Brisbane IT services provider Global Secure Layer has discovered a zero day vulnerability in the SmartZone LAN controllers from networking company Ruckus.
In a tell-all blog post, the company revealed how its staff was able to discover a zero-day amplification vector affecting a number of networking controllers.
The company said its security mitigation team discovered the flaw in early June 2021, which at the time was not yet publicly identified by Ruckus. The vendor eventually posted this bulletin addressing the issue on 19 July 2021.
The flaw involved a vulnerability in the eAut module of some Ruckus’ SmartZone Controller models, including the SmartZone 100 (SZ-100), SmartZone 144 (SZ-144), SmartZone 300 (SZ300) and Virtual SmartZone - (vSZ).
“[The vulnerability] could allow an unauthenticated, remote attacker to perform a denial-of-service (DoS) attack against another network device by sending a crafted request to the vulnerable module,” Ruckus’ advisory warned.
A DNS amplification attack uses an incorrectly implemented and configured DNS server to strengthen a DoS attack by spoofing the IP address of the DNS resolver and replacing it with the victim's IP address. Global Secure Layer called it a ‘mixed’ amplification attack to account for multiple vectors used in a single attack, like DNS, NTP or MemCached.
The MSP said its mitigation systems have effectively blocked the DoS attack but made sure to categorise the vector correctly and placed stricter rules to fully block them and be visible to customer reports and live portals.
“As part of trying to categorise the vector we began looking for any service that ran on port 9001, but nothing in RFCs or unofficial assignments really lined up with the response we captured or our ethical scanning of the IPs that sent the attack traffic,” the blog post read.

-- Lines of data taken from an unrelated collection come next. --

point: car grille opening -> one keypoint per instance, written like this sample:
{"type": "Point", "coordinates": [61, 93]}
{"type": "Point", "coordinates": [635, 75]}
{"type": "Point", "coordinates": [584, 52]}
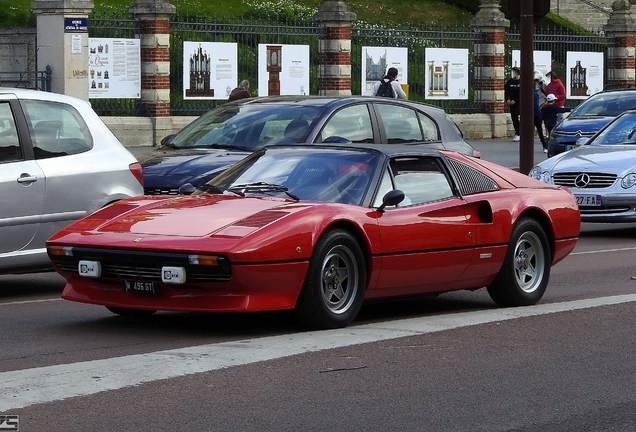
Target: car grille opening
{"type": "Point", "coordinates": [584, 180]}
{"type": "Point", "coordinates": [142, 265]}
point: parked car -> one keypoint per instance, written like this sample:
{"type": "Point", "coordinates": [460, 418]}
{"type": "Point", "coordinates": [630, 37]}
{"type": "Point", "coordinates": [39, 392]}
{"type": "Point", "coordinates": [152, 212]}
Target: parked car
{"type": "Point", "coordinates": [601, 172]}
{"type": "Point", "coordinates": [58, 162]}
{"type": "Point", "coordinates": [318, 229]}
{"type": "Point", "coordinates": [227, 134]}
{"type": "Point", "coordinates": [589, 117]}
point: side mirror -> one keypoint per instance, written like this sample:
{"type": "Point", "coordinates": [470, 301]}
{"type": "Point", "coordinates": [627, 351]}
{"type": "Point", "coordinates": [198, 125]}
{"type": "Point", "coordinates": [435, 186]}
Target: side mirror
{"type": "Point", "coordinates": [391, 198]}
{"type": "Point", "coordinates": [582, 141]}
{"type": "Point", "coordinates": [187, 189]}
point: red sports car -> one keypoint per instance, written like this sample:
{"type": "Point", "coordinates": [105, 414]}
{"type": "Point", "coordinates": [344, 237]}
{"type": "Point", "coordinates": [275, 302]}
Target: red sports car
{"type": "Point", "coordinates": [319, 229]}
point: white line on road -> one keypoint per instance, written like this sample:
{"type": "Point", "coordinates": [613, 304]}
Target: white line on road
{"type": "Point", "coordinates": [52, 383]}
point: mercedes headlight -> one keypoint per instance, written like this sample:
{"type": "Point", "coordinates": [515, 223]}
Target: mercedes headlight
{"type": "Point", "coordinates": [628, 181]}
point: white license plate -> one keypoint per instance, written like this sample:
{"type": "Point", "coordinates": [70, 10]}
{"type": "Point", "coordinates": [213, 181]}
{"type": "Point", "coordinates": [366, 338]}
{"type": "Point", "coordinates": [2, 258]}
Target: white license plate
{"type": "Point", "coordinates": [588, 200]}
{"type": "Point", "coordinates": [89, 268]}
{"type": "Point", "coordinates": [140, 286]}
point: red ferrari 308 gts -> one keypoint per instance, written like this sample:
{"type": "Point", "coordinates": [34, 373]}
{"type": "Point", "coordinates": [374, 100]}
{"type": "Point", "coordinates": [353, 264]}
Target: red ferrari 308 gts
{"type": "Point", "coordinates": [319, 229]}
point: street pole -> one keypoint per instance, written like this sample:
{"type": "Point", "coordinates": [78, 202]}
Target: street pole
{"type": "Point", "coordinates": [526, 111]}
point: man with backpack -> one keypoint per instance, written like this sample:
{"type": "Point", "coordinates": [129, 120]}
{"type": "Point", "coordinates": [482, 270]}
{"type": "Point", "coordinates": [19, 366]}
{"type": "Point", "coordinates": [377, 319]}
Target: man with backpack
{"type": "Point", "coordinates": [389, 86]}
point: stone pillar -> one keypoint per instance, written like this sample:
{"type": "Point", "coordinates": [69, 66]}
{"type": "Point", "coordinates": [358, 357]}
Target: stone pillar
{"type": "Point", "coordinates": [621, 63]}
{"type": "Point", "coordinates": [62, 43]}
{"type": "Point", "coordinates": [334, 60]}
{"type": "Point", "coordinates": [153, 28]}
{"type": "Point", "coordinates": [491, 25]}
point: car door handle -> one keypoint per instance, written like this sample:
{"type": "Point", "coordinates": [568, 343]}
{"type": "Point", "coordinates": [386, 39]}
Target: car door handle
{"type": "Point", "coordinates": [27, 178]}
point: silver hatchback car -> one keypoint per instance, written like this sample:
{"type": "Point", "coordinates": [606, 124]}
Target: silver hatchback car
{"type": "Point", "coordinates": [58, 163]}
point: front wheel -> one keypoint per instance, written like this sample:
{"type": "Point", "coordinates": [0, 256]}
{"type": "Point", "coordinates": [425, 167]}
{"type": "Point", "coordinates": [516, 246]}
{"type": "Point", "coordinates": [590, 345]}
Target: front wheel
{"type": "Point", "coordinates": [334, 286]}
{"type": "Point", "coordinates": [130, 312]}
{"type": "Point", "coordinates": [525, 273]}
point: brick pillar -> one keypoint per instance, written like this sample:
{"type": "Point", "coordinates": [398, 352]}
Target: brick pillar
{"type": "Point", "coordinates": [334, 60]}
{"type": "Point", "coordinates": [491, 26]}
{"type": "Point", "coordinates": [153, 28]}
{"type": "Point", "coordinates": [620, 57]}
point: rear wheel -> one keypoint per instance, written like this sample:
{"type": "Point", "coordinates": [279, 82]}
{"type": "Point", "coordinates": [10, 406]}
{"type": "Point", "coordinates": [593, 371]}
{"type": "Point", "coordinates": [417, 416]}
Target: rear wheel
{"type": "Point", "coordinates": [525, 273]}
{"type": "Point", "coordinates": [334, 286]}
{"type": "Point", "coordinates": [130, 312]}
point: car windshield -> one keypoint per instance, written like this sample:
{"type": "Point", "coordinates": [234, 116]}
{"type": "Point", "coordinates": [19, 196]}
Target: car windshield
{"type": "Point", "coordinates": [620, 131]}
{"type": "Point", "coordinates": [318, 174]}
{"type": "Point", "coordinates": [248, 126]}
{"type": "Point", "coordinates": [609, 104]}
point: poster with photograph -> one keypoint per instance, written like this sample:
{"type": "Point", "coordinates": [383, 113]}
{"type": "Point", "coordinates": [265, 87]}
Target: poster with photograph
{"type": "Point", "coordinates": [114, 68]}
{"type": "Point", "coordinates": [283, 69]}
{"type": "Point", "coordinates": [377, 60]}
{"type": "Point", "coordinates": [583, 74]}
{"type": "Point", "coordinates": [209, 69]}
{"type": "Point", "coordinates": [446, 73]}
{"type": "Point", "coordinates": [542, 61]}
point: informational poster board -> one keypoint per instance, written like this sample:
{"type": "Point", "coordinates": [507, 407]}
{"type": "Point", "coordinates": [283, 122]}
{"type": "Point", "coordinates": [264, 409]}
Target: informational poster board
{"type": "Point", "coordinates": [210, 69]}
{"type": "Point", "coordinates": [291, 69]}
{"type": "Point", "coordinates": [114, 68]}
{"type": "Point", "coordinates": [446, 73]}
{"type": "Point", "coordinates": [583, 74]}
{"type": "Point", "coordinates": [542, 61]}
{"type": "Point", "coordinates": [377, 60]}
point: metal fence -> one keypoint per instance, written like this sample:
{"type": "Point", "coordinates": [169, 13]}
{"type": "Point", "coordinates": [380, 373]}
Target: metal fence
{"type": "Point", "coordinates": [249, 33]}
{"type": "Point", "coordinates": [38, 80]}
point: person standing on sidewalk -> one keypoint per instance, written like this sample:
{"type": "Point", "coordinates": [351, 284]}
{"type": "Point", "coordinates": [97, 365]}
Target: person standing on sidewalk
{"type": "Point", "coordinates": [511, 93]}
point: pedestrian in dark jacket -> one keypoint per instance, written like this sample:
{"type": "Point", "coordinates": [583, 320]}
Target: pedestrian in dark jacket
{"type": "Point", "coordinates": [511, 93]}
{"type": "Point", "coordinates": [550, 112]}
{"type": "Point", "coordinates": [556, 87]}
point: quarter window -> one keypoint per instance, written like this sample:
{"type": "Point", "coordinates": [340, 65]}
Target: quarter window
{"type": "Point", "coordinates": [56, 129]}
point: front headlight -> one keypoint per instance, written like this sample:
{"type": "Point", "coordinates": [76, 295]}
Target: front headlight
{"type": "Point", "coordinates": [628, 181]}
{"type": "Point", "coordinates": [538, 174]}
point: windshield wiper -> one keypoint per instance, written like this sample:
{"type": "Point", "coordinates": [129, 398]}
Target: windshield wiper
{"type": "Point", "coordinates": [217, 190]}
{"type": "Point", "coordinates": [262, 187]}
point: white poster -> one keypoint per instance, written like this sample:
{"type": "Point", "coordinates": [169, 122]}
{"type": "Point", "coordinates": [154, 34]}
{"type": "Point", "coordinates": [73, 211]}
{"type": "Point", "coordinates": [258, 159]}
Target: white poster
{"type": "Point", "coordinates": [209, 69]}
{"type": "Point", "coordinates": [377, 60]}
{"type": "Point", "coordinates": [542, 61]}
{"type": "Point", "coordinates": [114, 68]}
{"type": "Point", "coordinates": [584, 74]}
{"type": "Point", "coordinates": [446, 73]}
{"type": "Point", "coordinates": [291, 69]}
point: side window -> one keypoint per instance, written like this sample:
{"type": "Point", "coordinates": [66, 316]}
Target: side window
{"type": "Point", "coordinates": [56, 129]}
{"type": "Point", "coordinates": [352, 123]}
{"type": "Point", "coordinates": [9, 143]}
{"type": "Point", "coordinates": [421, 179]}
{"type": "Point", "coordinates": [400, 124]}
{"type": "Point", "coordinates": [429, 128]}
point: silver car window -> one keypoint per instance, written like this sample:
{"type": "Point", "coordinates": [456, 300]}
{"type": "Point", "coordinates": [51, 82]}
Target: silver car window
{"type": "Point", "coordinates": [9, 143]}
{"type": "Point", "coordinates": [56, 129]}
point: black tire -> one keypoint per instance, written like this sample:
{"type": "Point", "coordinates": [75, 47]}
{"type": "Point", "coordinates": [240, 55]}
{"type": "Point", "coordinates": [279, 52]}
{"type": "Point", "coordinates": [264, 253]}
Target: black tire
{"type": "Point", "coordinates": [525, 273]}
{"type": "Point", "coordinates": [130, 312]}
{"type": "Point", "coordinates": [333, 291]}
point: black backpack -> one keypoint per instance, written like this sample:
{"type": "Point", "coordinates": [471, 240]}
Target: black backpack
{"type": "Point", "coordinates": [385, 89]}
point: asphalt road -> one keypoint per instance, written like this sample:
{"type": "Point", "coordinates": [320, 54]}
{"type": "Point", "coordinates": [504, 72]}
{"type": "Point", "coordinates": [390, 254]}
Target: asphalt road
{"type": "Point", "coordinates": [454, 362]}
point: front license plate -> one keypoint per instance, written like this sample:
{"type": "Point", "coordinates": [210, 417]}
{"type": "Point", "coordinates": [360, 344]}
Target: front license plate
{"type": "Point", "coordinates": [588, 200]}
{"type": "Point", "coordinates": [140, 286]}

“We decided to connect to the port and a few other ports on the IPs in question, upon connecting via SSH we were greeted by a big banner that said 'SmartZone 100' which lined up with Ruckus network controllers. This sequence of events held true for almost every IP we checked.”
The team found at the time that no one else had made the discovery, until a team member found a hidden post on a Ruckus online forum reporting the issue to the vendor. A Ruckus engineer replied to the post with "we use port 9001 for ElasticSearch DB update and also sync with member node in the vSZ/SZ Cluster,” which confirmed the discovery.
Global Secure Layer then pored through the attack traffic, most of which were payloads, to find some commonalities to block. The team found the destination port was always the same, which was common in amplification vectors.
“Our team painstakingly reviewed everything that was detected in the 24 hours that passed - ensuring the rule wasn't too broad and catching legitimate traffic,” the blog post read. “Luckily the rule we had written wasn't too broad, so we decided to activate it globally to be triggered when needed.”
After identifying the vector, Global Secure Layer wanted to test what the payload would be to trigger an attack and figure out a ough amplification factor/ratio.
“We checked our honey pots for any recent uptick in odd payloads sent to port 9001, but there wasn't anything that particularly stood out. Our security team tried a few things but eventually settled on a small malformed payload that triggers an error response,” they said.
A less than 30 byte request was sent as a test, and the response ballooned to between 5000 to 8000 bytes.
“This Ruckus vector, although the initial payload was quite small, the end result was quite a large amplification attack,” the blog post read.
“It highlighted the continued increase in the sophistication of DDoS attacks and more often than not the attack vectors that cause the most damage to the receiver are often small and understated on their own but can infiltrate a network and cause severe operational or financial implications.”